Manchmal erzählte ihm Judith von ihren Urgroßeltern, die gerade noch rechtzeitig nach Amerika emigriert waren, solange den Juden die Ausreise aus Deutschland noch erlaubt war, vorausgesetzt, sie ließen ihren ganzen Besitz zurück.
»Und das war ihre Rettung«, unterbrach Gregorio sie eines Abends.
»Sich selbst und seine Nachkommen zu diesem elenden Leben zu verdammen nennst du Rettung? Nein, ich muss um jeden Preis reich und berühmt werden, nach Deutschland zurückkehren und das große Haus in Köln und die Villa in Baden-Baden zurückkaufen.«
»Aber die sind bestimmt von den Bomben zerstört worden.«
»Nein, eben nicht. Durch eine Laune des Schicksals sind sie stehen geblieben. Ich habe es mit eigenen Augen gesehen. Auf meiner einzigen Reise nach Deutschland. Unsere Häuser gibt es noch. Es scheint, als wäre von ganz Köln nur der Dom und wie zum Spott unser Haus verschont worden.«
»Und hast du geklingelt und dich vorgestellt?«
»Da sieht man mal wieder, dass du keine Ahnung von reichen Menschen hast. Unsere Häuser sind keine, bei denen man einfach klingelt, und jemand macht auf.«
»Eure? Hast du eure gesagt?«
»Unsere. Ja, unsere Häuser. Aber ich wollte dir gerade erklären, dass, wenn man dort klingelt, zuerst die Hunde und dann die Bediensteten kommen. Und die fragen dich aus, wer du bist und was du willst. Du kannst da nicht einfach so hineinspazieren.«
»Aber hast du nun geklingelt oder nicht?«
»Nein, die hätten mich für verrückt erklärt. Aber wenn ich einmal reich und berühmt bin, dann ist das etwas anderes. Verstehst du, was ich sagen will? Wenn ich mir einen Namen gemacht habe, einen richtigen Namen!«
Gregorio musste lachen. »Tut mir leid, ich wollte mich nicht über dich lustig machen. Aber stelle dir mal diese Szene vor: Du klingelst am Eingangstor und stellst dich als berühmte Jazzsängerin vor; dann schlägst du den Eigentümern vor, nein, du verlangst, dass sie ausziehen, und zwar weil ihr Haus bis 1933 deiner Familie gehört hat.«
»Aber nein, ich werde es ihnen doch abkaufen! Ich kaufe es ihnen ab, verstehst du!«
Laut Judith war das Leben in New York nur unter bestimmten Voraussetzungen erträglich. Was gar nicht ging: Einkäufe selbst zu erledigen, Tüten nach Hause zu schleppen und die Wäsche selbst zu waschen, denn in fast allen Mietskasernen waren Waschmaschinen verboten, und nur in luxuriösen Gebäuden war ein Stockwerk ausschließlich dem Wäschewaschen vorbehalten. Außerdem musste man genügend Geld haben, um sich ein Taxi leisten zu können, um in der Stadt von A nach B zu gelangen, ideal war ein Wagen samt Chauffeur, wegen des Parkplatzproblems. Kurzum, wenn man in New York gut leben wollte, müsse man reich sein. Wobei es in ihrem Fall darum gehe, wieder reich zu werden, denn in ihren Augen war das Schicksal es ihr schuldig, ihr das zu ersetzen, was ihr gestohlen worden war.

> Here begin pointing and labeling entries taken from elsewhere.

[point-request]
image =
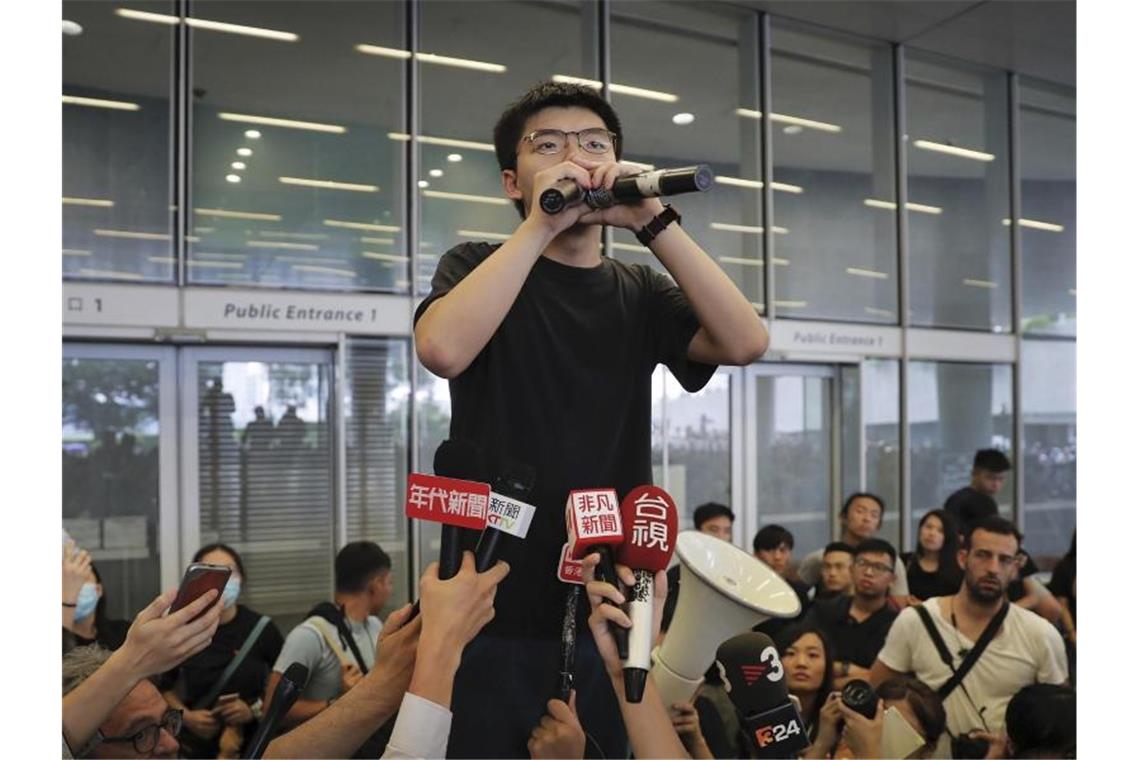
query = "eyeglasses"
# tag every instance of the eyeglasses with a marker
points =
(554, 141)
(876, 568)
(147, 738)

Als Jacqueline nach ein paar Wochen die Gelegenheit hatte, Felicitas Zimmer zu vermieten, war für sie der Moment der Rückkehr gekommen.

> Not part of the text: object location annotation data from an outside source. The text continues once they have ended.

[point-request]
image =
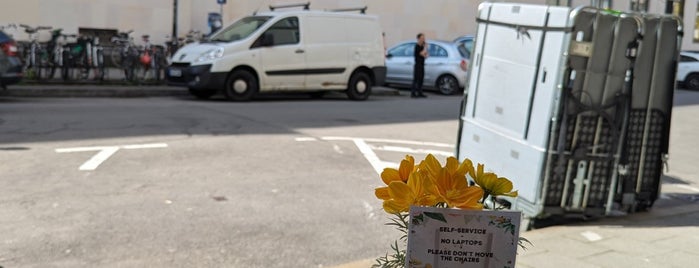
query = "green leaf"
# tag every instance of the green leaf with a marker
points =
(436, 216)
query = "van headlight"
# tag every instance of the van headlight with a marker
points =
(210, 54)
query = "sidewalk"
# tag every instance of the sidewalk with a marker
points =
(55, 90)
(666, 236)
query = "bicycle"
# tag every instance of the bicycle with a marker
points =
(152, 60)
(35, 55)
(94, 57)
(126, 57)
(56, 48)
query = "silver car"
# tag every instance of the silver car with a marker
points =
(445, 68)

Weil es Gregorio wieder besser ging, konnte Felicita beruhigt abreisen. Er hatte immer noch nicht bemerkt, dass sie eine Perücke trug, und ihr sogar ein Kompliment wegen der neuen Frisur gemacht.
Er konnte seine Mutter nun beruhigt ziehen lassen, weil gleich im Anschluss Gregorios alte Schulfreundin Dora auf Besuch kommen wollte, nachdem sie von seiner Krise gehört hatte. Ihr Verlobter meinte, auf jemanden wie Gregorio müsse er bestimmt nicht eifersüchtig sein.